In most ways, my observance of Yom Kippur won’t be much different than thousands of other Jews in pews across North America.
Wait, what was that last thing?
Every Yom Kippur since 2007, my dad and I have spent part of the early afternoon – during the children’s service – browsing in the Barnes and Noble near his congregation. More than just a way to pass the time between services, this minhag (custom) is our chance to reminiscence about books we’ve each read, discuss the ones we think we’d like to read, and compare notes on still others that we’ve heard about but not yet read. For me (and for him, too, I hope), this time together is now as much a part of the High Holidays as round challah and apples and honey.

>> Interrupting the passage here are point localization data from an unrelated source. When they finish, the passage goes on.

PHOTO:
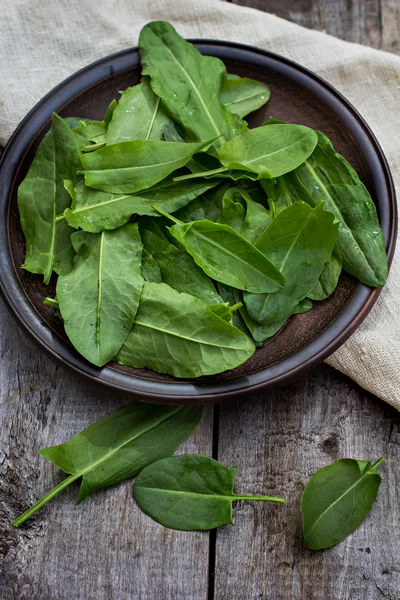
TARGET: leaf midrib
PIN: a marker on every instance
(339, 214)
(125, 443)
(147, 166)
(328, 508)
(99, 291)
(243, 99)
(235, 256)
(288, 253)
(261, 156)
(166, 491)
(185, 337)
(216, 129)
(152, 120)
(49, 269)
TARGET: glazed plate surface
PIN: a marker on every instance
(298, 96)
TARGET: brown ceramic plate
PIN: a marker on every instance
(297, 95)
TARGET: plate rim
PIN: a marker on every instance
(198, 391)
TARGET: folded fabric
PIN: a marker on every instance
(45, 41)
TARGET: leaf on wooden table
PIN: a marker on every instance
(118, 447)
(189, 492)
(337, 499)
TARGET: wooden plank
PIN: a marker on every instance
(355, 21)
(104, 549)
(278, 441)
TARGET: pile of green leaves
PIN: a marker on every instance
(182, 239)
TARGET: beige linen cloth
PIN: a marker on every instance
(44, 41)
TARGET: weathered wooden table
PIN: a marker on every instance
(108, 550)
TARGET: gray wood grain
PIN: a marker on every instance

This year you may have an opportunity to browse as well.
One of the features of Mishkan Hanefesh, the new Reform machzor (High Holidays prayer book), is a diverse selection of alternate readings, designed, in part, for browsing. These words – in the form of poems, quotes, stories, and more – offer a range of thoughts, ideas, and perspectives that complement the book’s traditional liturgy for these intense days of personal introspection.
As I explored the machzor, a few passages resonated especially strongly with me, offering views that are helping advance my own cheshbon hanefesh (accounting of the soul), a task many Jews intentionally and deliberately take on in the weeks leading up to the High Holidays.
The first was a poem called “Prayer” by Marie Howe, a former New York State poet laureate:
Every day I want to speak with you. And every day something more important
calls for my attention—the drugstore, the beauty products, the luggage
I need to buy for the trip.
Even now I can hardly sit here
among the falling piles of paper and clothing, the garbage trucks outside
already screeching and banging.
The mystics say you are as close as my own breath.
Why do I flee from you?
My days and nights pour through me like complaints
and become a story I forgot to tell.
Help me. Even as I write these words I am planning
to rise from the chair as soon as I finish this sentence.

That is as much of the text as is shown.